Reagens Aantal Schalen
Gereduceerd serummedium voor DNA-mengsel 36 μL per besturingsbuis, 18 μL per polytransfectiebuis 0,05 μL gereduceerd serummedium/ng DNA per buis, met 10-20% extra volume om rekening te houden met pipetteren
DNA 300-600 ng per buis
P3000 1,58 μL per besturingsbuis, 0,79 μL per polytransfectiebuis 0,0022 μL P3000/ng DNA per buis, met 10-20% extra
Gereduceerd serummedium voor Lipo master mix 36 μL per besturingsbuis, 18 μL per polytransfectiebuis 0,05 μL gereduceerd serum medium/ng totaal DNA, met 10-20% extra volume om rekening te houden met pipetteren
Transfectie en enhancer reagens 1,58 μL per besturingsbuis, 0,79 μL per polytransfectiebuis 0,0022 μL Lipofectamine 3000/ng DNA, met 10-20% extra

Tabel 1: Reagenschaling voor transfecties.
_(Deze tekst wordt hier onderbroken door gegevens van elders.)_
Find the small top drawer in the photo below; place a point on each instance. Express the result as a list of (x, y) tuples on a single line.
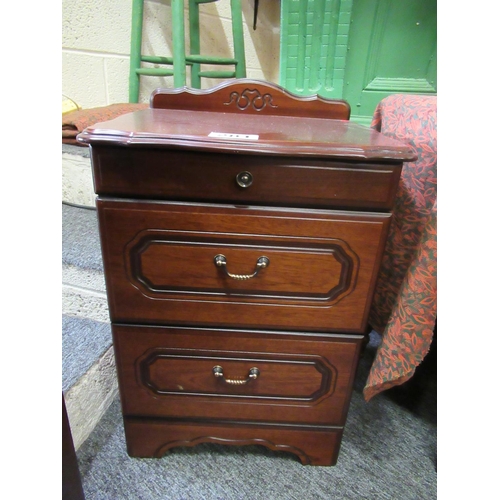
[(241, 178)]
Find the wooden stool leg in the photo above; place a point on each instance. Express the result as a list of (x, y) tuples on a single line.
[(179, 44), (135, 50)]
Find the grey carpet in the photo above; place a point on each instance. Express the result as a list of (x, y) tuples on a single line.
[(388, 452), (80, 238), (84, 341)]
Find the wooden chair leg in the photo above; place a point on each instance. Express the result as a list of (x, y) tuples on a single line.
[(238, 40), (179, 44), (135, 50), (194, 41)]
De tabel geeft de juiste verhouding aan van het op te nemen reagens voor de DNA-hoeveelheid in een enkel putje. Dit kan worden gebruikt om reacties effectief te schalen en mastermixen te vormen. De hoeveelheden reagens zijn geschaald tot een overschot van 20%.

3. Cellen voorbereiden op flowcytometrie

  1. Verwarm ten minste 4,2 ml DMEM-oplossing voor tot 37 °C. Verwarm ten minste 4,2 ml trypsine en 4,2 ml PBS voor tot 37 °C. Houd de fluorescentie-geactiveerde celsorteeroplossing (FACS) op 4 °C totdat deze klaar is voor gebruik.
  2. Resuspendie van de cellen in de FACS-bufferoplossing (PBS aangevuld met 1% BSA, 5 mM ethyleendiaminetetra-azijnzuur [EDTA] en 0,1% natriumazide [NaN3], om klontering te verminderen; zie materiaaltabel) zoals hieronder beschreven.
    1. Zuig en verwijder de huidige media in elke put. Doseer 5 ml PBS in elke put om de cellen te wassen. Zuig de PBS op en verwijder deze.
    2. Doseer 5 ml trypsine in elk putje. Plaats de plaat in een incubator bij 37 °C gedurende 3 minuten, of totdat de cellen zich niet meer aan de schaal hechten. Breng de plaat terug naar de bioveiligheidskast en verdun de celoplossingen door 5 ml DMEM-oplossing in elk putje te doseren.
    3. Meng voor elk putje de oplossing door meerdere keren zachtjes op en neer te pipetteren. Zuig voor elk putje alle media op en plaats het in een conische buis van 15 ml.
  3. Centrifugeer de cellen op 300 x g gedurende 3 minuten om ze te pelleteren. Zuig de media op, zorg ervoor dat de cellen niet worden geaspireerd en weggegooid. In elke buis, resuspendeerde de cellen in 5 ml FACS-bufferoplossing, mengen door zachtjes op en neer te pipetteren.
  4. Laat elke celsuspensieoplossing door een zeef gaan (om klonten te verwijderen) in afzonderlijke kegelvormige buizen voor flowcytometrie. Houd deze buizen niet langer dan 1 uur op ijs en voer zo snel mogelijk flowcytometrie uit.

4. Uitvoeren van flowcytometrie

OPMERKING: Het bedienen van een flowcytometer vereist een goede training en kennis van de noodzakelijke taken. Aangezien software en apparatuur kunnen variëren en gebruikers in het algemeen moeten worden getraind, verwijst deze sectie naar specifieke bewerkingen die nuttig zijn om uit te voeren.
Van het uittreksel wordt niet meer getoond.